In 1894 werd hij als bijzonder geschikt bevonden om in het Duitse leger dienst te doen. Tijdens een inzetbaarheidsproef voor de Tweede Wereldoorlog lag de airedaleterriër met 33% voor op rassen zoals de dobermann en de boxer.
Uiterlijk
Een airedaleterriër is een robuuste en zeer gespierde hond. Hij heeft een harde, compacte en ruwe vacht met veel ondervacht. De kleur van hoofd, oren, poten is bruinkleurig en de rug en de zijkanten zijn zwart of donkergrijs. Reuen bereiken meestal een schofthoogte van 58 tot 61 centimeter en teven een schofthoogte van 56 tot 59 cm. De airedaleterriër heeft een gewicht van ongeveer 20 kilogram voor een teef en 25 voor een reu.
Anno 2008
De airedaleterriër is een veelzijdige hond: het is een lieve gezinshond en tevens een goede werkhond. Op het ogenblik is het een ras dat niet in groten getale voorkomt.
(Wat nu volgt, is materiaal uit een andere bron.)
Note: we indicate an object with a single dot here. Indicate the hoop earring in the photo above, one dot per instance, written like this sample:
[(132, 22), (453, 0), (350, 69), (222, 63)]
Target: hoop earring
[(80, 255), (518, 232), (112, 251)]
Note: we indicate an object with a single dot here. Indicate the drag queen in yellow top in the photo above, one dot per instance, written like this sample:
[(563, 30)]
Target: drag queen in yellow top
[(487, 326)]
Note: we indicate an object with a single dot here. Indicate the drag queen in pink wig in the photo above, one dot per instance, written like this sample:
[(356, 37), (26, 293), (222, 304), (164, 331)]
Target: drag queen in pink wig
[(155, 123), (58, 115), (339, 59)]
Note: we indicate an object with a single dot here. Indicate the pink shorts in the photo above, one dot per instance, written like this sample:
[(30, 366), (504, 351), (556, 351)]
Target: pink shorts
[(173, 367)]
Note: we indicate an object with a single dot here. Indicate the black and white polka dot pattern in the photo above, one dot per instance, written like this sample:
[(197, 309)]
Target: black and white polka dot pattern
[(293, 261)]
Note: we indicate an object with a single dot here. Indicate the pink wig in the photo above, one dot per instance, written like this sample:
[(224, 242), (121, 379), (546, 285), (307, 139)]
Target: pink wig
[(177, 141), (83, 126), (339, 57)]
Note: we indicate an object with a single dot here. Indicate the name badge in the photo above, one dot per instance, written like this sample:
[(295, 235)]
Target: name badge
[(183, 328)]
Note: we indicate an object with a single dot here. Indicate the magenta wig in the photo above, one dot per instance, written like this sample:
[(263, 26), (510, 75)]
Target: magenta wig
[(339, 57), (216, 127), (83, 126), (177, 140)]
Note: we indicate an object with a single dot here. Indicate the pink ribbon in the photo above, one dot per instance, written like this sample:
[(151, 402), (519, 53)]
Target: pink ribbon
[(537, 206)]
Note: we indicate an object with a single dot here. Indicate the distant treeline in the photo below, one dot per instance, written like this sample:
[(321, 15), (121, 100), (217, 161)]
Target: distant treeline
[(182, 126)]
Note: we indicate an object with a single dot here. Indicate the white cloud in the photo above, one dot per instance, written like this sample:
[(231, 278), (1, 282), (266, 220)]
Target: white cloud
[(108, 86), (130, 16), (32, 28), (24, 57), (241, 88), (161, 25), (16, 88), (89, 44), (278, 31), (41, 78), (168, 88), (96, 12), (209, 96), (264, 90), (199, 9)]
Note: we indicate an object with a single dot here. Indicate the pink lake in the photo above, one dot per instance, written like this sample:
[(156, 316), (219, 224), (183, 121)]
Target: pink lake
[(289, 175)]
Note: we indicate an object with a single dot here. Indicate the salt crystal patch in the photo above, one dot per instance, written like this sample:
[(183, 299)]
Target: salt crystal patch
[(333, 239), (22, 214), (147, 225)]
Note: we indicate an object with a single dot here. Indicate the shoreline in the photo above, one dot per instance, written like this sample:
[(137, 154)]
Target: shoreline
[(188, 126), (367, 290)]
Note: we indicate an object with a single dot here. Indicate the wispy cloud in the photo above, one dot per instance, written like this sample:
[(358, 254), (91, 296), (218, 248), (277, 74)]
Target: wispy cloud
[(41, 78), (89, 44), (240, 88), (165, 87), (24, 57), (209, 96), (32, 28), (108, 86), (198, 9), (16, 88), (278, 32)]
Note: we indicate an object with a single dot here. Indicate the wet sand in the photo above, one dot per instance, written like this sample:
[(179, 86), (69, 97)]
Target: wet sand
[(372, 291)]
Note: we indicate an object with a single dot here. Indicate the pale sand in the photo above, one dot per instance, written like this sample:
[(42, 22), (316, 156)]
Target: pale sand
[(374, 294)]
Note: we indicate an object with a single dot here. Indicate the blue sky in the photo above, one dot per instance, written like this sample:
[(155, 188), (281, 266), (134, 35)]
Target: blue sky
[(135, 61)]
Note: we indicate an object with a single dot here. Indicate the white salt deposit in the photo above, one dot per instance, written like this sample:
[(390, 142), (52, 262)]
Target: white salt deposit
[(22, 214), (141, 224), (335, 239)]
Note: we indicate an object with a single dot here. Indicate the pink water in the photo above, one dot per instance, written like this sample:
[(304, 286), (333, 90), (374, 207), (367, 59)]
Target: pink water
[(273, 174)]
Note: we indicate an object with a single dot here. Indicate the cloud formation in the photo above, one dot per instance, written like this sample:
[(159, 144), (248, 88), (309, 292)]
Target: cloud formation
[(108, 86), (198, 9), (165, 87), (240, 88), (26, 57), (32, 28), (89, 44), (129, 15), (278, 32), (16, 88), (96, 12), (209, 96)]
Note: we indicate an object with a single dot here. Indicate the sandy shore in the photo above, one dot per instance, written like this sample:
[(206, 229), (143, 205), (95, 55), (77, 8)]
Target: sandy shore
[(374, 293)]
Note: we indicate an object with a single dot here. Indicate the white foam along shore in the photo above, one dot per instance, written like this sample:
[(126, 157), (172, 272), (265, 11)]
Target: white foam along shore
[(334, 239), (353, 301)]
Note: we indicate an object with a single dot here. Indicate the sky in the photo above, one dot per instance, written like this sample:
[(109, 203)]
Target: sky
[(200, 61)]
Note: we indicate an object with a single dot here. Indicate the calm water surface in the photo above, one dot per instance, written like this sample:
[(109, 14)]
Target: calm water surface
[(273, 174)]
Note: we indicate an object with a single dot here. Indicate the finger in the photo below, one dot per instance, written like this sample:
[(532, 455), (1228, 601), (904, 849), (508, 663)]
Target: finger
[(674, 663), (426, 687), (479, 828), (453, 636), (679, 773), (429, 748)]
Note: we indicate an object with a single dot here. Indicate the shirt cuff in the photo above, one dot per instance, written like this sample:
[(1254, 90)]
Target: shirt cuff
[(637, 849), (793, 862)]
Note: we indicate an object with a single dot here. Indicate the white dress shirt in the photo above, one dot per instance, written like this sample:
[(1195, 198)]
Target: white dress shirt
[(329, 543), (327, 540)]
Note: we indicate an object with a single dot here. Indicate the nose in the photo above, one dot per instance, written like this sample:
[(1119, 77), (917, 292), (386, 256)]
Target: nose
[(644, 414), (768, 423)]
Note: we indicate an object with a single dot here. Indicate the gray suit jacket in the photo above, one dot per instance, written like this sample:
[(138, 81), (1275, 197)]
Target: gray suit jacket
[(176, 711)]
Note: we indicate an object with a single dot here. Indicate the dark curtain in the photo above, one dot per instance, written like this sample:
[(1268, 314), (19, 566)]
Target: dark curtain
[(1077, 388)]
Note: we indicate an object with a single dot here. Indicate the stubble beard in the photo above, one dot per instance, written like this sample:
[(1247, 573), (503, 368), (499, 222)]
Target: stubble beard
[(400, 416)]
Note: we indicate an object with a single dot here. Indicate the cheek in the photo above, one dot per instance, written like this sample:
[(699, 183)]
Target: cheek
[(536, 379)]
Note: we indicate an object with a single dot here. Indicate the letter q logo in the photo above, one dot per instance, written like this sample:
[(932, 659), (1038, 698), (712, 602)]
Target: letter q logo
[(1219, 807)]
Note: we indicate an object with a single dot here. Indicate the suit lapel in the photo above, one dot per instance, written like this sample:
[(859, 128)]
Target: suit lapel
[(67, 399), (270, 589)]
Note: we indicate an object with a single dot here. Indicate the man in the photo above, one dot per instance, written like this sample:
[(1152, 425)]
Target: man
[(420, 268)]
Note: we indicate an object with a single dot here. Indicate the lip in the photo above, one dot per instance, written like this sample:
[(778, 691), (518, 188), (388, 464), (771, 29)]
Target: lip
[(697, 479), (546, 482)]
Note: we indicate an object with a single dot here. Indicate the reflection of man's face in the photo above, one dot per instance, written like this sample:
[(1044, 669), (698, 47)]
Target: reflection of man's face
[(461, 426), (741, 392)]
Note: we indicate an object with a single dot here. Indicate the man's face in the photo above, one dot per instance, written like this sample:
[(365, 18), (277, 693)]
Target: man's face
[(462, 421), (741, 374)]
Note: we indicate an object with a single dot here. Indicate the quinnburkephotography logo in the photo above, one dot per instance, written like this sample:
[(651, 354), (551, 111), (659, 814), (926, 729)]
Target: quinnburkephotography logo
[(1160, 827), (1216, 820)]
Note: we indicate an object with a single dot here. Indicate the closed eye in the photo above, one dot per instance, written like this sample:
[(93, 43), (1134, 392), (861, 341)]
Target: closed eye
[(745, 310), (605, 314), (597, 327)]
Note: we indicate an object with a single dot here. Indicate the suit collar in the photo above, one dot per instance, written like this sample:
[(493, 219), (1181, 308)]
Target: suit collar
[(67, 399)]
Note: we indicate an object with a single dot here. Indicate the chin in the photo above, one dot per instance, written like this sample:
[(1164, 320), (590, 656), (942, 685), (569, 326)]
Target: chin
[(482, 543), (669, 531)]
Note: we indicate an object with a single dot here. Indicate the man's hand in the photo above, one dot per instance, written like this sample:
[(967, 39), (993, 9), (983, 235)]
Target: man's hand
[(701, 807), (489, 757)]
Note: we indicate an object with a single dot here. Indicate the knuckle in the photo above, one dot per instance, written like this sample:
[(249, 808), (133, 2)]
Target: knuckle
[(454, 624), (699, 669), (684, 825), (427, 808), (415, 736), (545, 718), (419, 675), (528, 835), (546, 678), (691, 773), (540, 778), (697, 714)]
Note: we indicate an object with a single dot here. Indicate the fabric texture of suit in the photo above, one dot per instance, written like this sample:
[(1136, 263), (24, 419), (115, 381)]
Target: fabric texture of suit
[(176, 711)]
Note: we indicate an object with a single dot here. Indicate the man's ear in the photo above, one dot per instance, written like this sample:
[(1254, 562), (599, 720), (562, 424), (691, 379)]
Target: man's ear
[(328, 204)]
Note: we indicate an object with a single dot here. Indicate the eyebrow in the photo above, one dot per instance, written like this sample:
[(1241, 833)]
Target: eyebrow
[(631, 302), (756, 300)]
Enkele internationaal gerenommeerde airedaleterriërfokkers zijn Stargus, Jokyl (Groot-Brittannië), Joval, Darbywood (Verenigde Staten), Van 't Asbroek (België), Airedreams (België), Garnsee, Von der schwarzen kuhle (Duitsland), Of the Courtmate, v.'t Seebosch, Of Malton (Nederland).